4.      The following problems assume that individual stages of the datapath have the following latencies:

 

 

IF

ID

EX

MEM

WB

a.

300ps

400ps

350ps

500ps

100ps

b.

200ps

150ps

120ps

190ps

140ps

 

a.         What is the clock cycle time in a pipelined and nonpipelined processor?

b.        What is the total latency of a lw instruction in a pipelined and nonpipelined processor?

c.         If we can split one stage of the pipelined datapath into two new stages, each with half the latency of the original stage, which stage would you split and what is the new clock cycle time of the processor?

 

5.      The following problems assume that instructions executed by the processor are broken down as follows:

 

 

ALU

beq

lw

sw

a.

50%

25%

15%

10%

b.

30%

25%

30%

15%

 

a.         Assuming there are no stalls or hazards, what is the utilization (% of cycles used) of the data memory?

b.        Assuming there are no stalls or hazards, what is the utilization of the write-register port of the “Registers” unit?

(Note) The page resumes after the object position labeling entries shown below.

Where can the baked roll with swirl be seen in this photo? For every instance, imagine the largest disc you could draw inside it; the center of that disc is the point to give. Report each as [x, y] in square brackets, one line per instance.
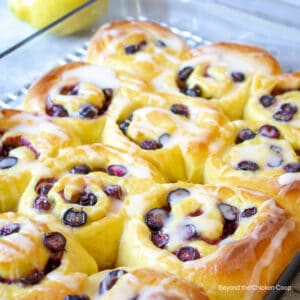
[39, 261]
[77, 95]
[221, 73]
[255, 157]
[276, 100]
[85, 192]
[215, 236]
[142, 284]
[25, 140]
[173, 132]
[141, 49]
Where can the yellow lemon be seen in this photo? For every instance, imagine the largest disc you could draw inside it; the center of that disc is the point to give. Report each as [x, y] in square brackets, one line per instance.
[40, 13]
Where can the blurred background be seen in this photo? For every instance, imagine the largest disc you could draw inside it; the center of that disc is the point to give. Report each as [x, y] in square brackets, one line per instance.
[33, 39]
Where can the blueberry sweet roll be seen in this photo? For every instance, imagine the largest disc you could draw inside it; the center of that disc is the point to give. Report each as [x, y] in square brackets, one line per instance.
[25, 140]
[77, 95]
[38, 261]
[136, 48]
[139, 284]
[214, 236]
[85, 192]
[222, 73]
[256, 157]
[276, 100]
[173, 132]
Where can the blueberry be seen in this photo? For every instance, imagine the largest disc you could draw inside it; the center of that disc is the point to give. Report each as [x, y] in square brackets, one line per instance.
[188, 232]
[283, 116]
[244, 134]
[267, 100]
[269, 131]
[155, 218]
[9, 229]
[229, 228]
[159, 239]
[184, 73]
[229, 212]
[113, 191]
[57, 110]
[74, 218]
[88, 111]
[54, 241]
[87, 199]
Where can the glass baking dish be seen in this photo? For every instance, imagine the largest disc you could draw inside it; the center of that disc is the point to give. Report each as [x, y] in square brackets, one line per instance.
[33, 53]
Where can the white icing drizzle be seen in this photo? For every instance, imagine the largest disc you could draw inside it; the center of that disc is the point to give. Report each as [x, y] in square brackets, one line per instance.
[102, 77]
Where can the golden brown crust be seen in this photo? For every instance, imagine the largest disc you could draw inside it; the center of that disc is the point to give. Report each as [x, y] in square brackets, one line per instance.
[102, 38]
[255, 254]
[37, 94]
[75, 96]
[29, 138]
[147, 59]
[146, 284]
[255, 56]
[24, 251]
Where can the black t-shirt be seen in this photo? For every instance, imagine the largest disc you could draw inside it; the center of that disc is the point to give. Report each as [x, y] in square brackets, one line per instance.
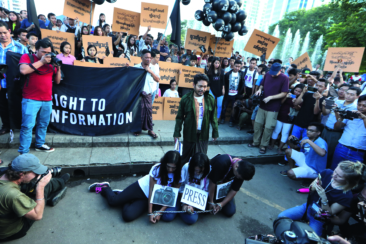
[333, 195]
[220, 166]
[216, 84]
[306, 114]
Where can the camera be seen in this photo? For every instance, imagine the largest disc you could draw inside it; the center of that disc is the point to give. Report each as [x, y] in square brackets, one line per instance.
[346, 114]
[256, 100]
[288, 231]
[55, 61]
[224, 191]
[295, 140]
[56, 171]
[313, 89]
[164, 196]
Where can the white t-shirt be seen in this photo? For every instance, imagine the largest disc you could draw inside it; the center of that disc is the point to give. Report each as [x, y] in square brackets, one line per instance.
[149, 81]
[233, 83]
[195, 181]
[249, 78]
[201, 111]
[170, 93]
[144, 182]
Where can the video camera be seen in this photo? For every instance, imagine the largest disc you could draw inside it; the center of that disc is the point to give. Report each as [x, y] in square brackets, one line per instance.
[164, 196]
[288, 231]
[346, 114]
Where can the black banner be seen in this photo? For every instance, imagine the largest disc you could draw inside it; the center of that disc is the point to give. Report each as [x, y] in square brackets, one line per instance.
[97, 101]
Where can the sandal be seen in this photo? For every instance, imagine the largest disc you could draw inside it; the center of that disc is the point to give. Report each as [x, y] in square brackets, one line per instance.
[153, 135]
[262, 150]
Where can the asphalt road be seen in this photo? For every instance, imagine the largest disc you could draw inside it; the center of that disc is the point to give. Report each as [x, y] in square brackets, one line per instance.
[84, 217]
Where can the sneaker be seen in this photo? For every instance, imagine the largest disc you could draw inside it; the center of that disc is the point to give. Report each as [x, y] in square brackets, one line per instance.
[45, 148]
[97, 186]
[117, 191]
[56, 197]
[65, 177]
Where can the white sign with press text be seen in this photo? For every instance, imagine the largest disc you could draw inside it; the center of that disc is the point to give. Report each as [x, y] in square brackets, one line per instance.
[194, 197]
[164, 195]
[223, 190]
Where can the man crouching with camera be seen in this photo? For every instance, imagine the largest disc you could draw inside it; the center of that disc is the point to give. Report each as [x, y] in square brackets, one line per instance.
[22, 200]
[40, 70]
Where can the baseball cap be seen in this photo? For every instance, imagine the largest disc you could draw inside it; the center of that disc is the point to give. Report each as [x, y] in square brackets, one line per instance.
[28, 162]
[275, 68]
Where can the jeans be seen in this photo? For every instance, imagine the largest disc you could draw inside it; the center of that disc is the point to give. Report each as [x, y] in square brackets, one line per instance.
[30, 108]
[219, 104]
[296, 214]
[227, 100]
[342, 153]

c.         Instead of a singl-cycle organization, we can use a multi-cycle organization where each instruction takes multiple cycles but one instruction through stages it actually needs (e.g., ST only takes four cycles because it does not need the WB stage). Compare clock cycle times and execution times with single-cycle, multi-cycle, and pipelined organization.

 

6.      The following problems refer to the following sequence of instructions:

 

 

Instruction sequence

a.

lw $1, 40($6)

add $6, $2, $2

sw $6, 50($1)

b.

lw $5, -16($5)

sw $5, -16($5)

add $5, $5, $5

 

a.         Indicate dependences and their type.

b.        Assume there is no forwarding in this pipelined processor. Indicate hazards and add nop instructions to eliminate them.

c.         Assume there is full forwarding. Indicate hazards and add nop instructions to eliminate them.

 

The remaining problems assume the following clock cycle times:

 

 

Without forwarding

With full forwarding

With ALU-ALU forwarding only

a.

300ps

400ps

360ps

b.

200ps

250ps

220ps

 

d.        What is the total execution time of this instruction sequence without forwarding and with full forwarding? What is the speed-up achieved by adding full forwarding to a pipeline that had no forwarding?

e.         Add nop instructions to this code to eliminate hazards if there is ALU-ALU forwarding only (no forwarding from the MEM to the EX stage)?

f.         What is the total execution time of this instruction sequence with only ALU-ALU forwarding? What is the speed-up over a no-forwarding pipeline?